Friday, December 18, 2009

"I" is for Incredible Stuffing


Also referred to as the ‘dressing,’ stuffing is a mixture of ingredients used to stuff poultry, fish, meat, some vegetables and casseroles. It can be cooked separately from the main ingredient, such as vegetarian stuffing cooked separately from the Thanksgiving turkey, or the stuffing can be stuffed into the main ingredient, as done with turkey and chicken. While the stuffing list is endless, they all have two elements in common – all stuffings are usually well seasoned and based on breadcrumbs or cubes. However, cornbread, rice, potatoes and other ingredients can be used as the base, as well.

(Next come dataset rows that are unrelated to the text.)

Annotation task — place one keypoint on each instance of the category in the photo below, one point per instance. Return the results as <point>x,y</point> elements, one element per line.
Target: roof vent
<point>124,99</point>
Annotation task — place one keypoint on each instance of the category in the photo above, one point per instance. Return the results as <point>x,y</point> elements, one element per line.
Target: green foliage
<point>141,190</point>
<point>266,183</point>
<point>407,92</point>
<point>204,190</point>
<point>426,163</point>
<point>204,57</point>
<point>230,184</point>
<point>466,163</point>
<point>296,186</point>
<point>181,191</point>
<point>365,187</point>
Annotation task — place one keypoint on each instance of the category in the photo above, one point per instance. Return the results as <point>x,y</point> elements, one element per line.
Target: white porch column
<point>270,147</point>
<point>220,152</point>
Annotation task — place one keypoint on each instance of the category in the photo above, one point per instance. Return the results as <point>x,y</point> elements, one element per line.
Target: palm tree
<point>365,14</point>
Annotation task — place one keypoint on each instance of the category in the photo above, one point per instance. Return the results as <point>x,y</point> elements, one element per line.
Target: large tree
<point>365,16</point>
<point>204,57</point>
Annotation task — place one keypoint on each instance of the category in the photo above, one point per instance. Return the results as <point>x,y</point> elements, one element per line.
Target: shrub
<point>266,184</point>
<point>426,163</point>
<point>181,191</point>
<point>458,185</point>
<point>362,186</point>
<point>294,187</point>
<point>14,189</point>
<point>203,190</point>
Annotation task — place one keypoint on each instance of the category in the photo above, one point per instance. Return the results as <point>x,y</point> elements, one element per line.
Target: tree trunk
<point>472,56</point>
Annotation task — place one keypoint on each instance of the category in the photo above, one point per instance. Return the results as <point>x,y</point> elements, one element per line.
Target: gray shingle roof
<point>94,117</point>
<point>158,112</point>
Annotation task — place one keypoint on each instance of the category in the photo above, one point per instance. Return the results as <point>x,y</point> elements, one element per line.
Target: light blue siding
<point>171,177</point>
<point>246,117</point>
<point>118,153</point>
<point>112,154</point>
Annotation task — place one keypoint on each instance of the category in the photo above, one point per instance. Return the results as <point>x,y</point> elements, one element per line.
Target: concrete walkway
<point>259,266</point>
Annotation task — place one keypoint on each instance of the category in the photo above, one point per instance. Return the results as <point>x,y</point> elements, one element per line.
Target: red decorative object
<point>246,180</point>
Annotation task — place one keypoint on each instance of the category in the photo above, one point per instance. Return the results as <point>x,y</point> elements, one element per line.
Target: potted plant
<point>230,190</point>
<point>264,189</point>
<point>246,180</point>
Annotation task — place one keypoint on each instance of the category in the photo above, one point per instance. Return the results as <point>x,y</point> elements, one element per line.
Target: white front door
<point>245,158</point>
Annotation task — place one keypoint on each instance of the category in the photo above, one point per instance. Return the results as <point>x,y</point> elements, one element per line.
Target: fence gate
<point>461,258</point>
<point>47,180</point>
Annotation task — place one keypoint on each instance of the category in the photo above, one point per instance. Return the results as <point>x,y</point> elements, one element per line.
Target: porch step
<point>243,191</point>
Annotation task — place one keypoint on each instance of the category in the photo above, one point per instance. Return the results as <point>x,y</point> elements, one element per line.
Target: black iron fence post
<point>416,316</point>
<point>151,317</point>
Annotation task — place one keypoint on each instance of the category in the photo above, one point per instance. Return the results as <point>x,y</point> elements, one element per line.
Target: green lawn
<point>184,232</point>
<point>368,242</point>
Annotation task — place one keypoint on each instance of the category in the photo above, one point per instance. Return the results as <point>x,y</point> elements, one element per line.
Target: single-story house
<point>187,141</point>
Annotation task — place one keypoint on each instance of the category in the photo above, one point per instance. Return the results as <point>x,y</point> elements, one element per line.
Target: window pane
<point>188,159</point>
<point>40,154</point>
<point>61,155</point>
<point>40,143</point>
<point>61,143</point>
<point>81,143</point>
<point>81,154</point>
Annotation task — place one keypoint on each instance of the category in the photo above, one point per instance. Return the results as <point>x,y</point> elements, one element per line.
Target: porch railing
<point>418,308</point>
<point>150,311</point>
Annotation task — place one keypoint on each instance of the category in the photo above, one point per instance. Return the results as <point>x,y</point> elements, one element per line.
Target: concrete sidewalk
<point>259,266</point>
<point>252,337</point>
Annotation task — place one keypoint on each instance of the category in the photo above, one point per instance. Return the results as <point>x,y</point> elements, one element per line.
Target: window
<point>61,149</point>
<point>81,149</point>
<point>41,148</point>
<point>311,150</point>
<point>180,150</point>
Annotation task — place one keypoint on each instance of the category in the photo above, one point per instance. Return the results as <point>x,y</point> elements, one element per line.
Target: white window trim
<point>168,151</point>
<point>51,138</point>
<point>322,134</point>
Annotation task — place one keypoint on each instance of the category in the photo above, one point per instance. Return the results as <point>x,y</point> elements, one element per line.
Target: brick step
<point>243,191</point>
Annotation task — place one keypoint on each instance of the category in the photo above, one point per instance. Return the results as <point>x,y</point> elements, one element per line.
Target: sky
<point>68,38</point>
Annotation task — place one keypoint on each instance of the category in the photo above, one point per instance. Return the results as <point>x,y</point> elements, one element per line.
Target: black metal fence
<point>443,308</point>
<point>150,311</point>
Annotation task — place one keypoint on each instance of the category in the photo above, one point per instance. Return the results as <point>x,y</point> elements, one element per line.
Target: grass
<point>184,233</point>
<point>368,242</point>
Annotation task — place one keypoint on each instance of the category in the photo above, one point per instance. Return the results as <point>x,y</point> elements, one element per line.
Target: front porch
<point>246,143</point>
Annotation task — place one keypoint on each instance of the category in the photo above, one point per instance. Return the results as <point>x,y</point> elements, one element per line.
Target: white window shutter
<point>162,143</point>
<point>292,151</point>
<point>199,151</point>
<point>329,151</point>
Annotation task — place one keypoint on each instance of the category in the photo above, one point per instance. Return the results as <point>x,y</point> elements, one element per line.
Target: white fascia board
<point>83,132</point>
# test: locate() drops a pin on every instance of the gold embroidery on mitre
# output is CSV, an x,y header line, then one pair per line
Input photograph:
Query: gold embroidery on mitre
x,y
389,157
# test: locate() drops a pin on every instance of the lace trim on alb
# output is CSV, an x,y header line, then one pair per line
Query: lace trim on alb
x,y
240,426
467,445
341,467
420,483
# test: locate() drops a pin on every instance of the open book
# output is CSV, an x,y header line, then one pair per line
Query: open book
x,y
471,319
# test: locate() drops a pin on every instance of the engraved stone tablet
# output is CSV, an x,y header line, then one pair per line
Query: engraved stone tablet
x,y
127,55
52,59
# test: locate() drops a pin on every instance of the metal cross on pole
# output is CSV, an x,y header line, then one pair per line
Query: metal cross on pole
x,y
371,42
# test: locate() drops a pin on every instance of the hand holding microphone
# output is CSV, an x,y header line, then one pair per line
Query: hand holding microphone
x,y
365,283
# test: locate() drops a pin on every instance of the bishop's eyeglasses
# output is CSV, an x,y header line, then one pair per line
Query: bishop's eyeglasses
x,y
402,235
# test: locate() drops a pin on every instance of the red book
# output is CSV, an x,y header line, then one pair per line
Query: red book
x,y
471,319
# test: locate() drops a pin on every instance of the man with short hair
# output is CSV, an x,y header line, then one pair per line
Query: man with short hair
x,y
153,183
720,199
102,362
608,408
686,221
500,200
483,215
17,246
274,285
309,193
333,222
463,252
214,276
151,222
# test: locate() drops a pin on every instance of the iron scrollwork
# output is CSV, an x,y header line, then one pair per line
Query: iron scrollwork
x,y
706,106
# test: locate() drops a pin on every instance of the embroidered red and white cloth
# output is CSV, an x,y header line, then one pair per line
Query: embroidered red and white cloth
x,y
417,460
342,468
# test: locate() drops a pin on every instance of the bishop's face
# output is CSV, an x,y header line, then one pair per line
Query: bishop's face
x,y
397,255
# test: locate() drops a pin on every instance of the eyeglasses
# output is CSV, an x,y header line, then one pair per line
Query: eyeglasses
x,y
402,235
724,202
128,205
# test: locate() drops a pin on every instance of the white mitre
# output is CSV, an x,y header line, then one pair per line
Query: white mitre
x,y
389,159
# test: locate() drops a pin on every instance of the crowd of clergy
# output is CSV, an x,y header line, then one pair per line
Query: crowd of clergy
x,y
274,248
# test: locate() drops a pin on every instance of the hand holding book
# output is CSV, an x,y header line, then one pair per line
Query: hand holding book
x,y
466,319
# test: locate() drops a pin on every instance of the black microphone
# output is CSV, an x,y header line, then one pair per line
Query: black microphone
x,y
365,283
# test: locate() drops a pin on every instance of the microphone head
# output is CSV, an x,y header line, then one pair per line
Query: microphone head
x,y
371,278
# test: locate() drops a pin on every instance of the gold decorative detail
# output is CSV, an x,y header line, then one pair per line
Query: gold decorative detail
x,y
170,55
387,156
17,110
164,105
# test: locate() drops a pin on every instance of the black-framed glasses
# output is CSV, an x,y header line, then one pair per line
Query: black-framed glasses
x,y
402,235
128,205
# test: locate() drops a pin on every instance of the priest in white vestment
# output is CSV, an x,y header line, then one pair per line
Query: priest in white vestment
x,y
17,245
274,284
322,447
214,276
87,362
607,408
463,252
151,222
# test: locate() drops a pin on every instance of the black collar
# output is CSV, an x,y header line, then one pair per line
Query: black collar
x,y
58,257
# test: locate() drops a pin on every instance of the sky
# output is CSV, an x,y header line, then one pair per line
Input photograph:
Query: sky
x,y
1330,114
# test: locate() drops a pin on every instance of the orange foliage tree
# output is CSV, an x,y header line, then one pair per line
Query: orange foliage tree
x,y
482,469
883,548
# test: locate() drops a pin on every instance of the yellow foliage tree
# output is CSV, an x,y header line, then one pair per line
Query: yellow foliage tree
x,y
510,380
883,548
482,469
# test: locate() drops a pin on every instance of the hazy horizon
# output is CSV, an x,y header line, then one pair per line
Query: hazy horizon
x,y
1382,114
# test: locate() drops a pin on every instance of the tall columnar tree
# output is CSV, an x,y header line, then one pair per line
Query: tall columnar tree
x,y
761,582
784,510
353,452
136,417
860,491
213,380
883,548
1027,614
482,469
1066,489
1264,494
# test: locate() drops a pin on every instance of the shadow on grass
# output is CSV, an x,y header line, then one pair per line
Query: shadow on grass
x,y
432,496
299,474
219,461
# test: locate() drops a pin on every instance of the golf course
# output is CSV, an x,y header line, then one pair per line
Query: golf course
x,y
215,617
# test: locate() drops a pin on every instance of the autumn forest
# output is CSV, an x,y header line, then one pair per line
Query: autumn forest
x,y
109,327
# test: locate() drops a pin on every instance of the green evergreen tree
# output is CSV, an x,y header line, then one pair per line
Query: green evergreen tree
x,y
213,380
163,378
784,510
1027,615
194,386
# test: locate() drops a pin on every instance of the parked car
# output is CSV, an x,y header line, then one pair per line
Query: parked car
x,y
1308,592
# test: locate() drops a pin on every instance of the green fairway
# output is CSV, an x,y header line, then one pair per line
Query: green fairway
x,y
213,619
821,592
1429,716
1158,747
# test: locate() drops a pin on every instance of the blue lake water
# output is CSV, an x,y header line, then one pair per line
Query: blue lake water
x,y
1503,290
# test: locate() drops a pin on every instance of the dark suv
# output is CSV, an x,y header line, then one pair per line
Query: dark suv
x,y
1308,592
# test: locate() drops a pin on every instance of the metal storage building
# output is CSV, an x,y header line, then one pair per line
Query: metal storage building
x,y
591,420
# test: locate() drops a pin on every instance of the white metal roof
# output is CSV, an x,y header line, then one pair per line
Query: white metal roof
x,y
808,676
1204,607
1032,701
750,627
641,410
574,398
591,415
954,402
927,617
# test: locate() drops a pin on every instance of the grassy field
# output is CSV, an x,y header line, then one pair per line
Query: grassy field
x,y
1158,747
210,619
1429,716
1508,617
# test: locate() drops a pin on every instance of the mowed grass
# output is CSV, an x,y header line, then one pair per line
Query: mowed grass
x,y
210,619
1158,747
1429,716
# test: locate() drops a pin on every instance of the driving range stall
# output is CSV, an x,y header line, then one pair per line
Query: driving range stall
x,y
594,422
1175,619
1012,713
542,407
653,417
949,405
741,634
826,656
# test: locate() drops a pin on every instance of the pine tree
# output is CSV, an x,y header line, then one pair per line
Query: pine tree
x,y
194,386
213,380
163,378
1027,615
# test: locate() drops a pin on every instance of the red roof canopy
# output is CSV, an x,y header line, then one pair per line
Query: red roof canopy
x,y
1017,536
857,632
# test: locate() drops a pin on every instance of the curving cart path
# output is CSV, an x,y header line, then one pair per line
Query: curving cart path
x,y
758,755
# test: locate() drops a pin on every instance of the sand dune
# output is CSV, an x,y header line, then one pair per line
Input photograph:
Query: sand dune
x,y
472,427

An old European wine rule states that red wine is best served with red meat, and white wine works with white meat. The person who came up with this rule was obviously more wino than stuffing gourmand. Stuffing – if its made to do its job – will add plenty of big flavours to most dishes and must certainly be considered as the primary ingredient when choosing a wine partner. So, the new pairing guideline, if there is one, might be: pair white wine with the biggest flavours in the dish, and pair red wine with the biggest flavours in the dish.
Here’s a few stuffing and wine partner choices:

Fruit and Nut-Based Stuffings:
Fruit and nut-based stuffings, such as those including half a cup each of dried plums, chopped apple and cranberries as well as almonds are best to be matched to a white wine with a hint of sweetness, such as an off-dry Riesling. The wine’s sweetness will marry well to the fruit’s sweetness in the stuffing.

Italian Style Stuffing:
An Italian style stuffing can consist of one jar (14-3/4 ounces) marinated artichoke hearts, (undrained), one package frozen chopped spinach (thawed and squeezed dry), one teaspoon of finely chopped fresh oregano and basil, half a cup of grated Parmesan, and one cup of white wine. Artichokes, spinach, fresh oregano and fresh basil all possess a wonderful ‘bitterness’ that works well with the bitterness in tannin found in heavier red wines like Zinfandel or Cabernet Sauvignon.

East-Indian Stuffing:
An East Indian stuffing can include one cup of pineapple juice, one cup of pineapple chunks, one cup of shredded coconut, one cup of raisins, one cup of almonds and one tablespoon of curry powder. The pineapple and coconut in the stuffing is best matched to a wine with a hint of sweetness. Off-dry Gewurztraminer offers enough sweetness, as well as a hint of spiciness to match the curry.

Mexican-Style Stuffing:
Adding one cup of oil, one cup of spicy tomato juice, half a cup of green salsa, one cup of olives (chopped), and one cup of celery (chopped), can make a wonderful Mexican-style stuffing. For this recipe you will want a white wine with good acidity to decrease the heat associated with the spicy tomato juice and green salsa. A full-bodied Chardonnay would do the trick, also able to hold its own against the big flavours of salsa and olives.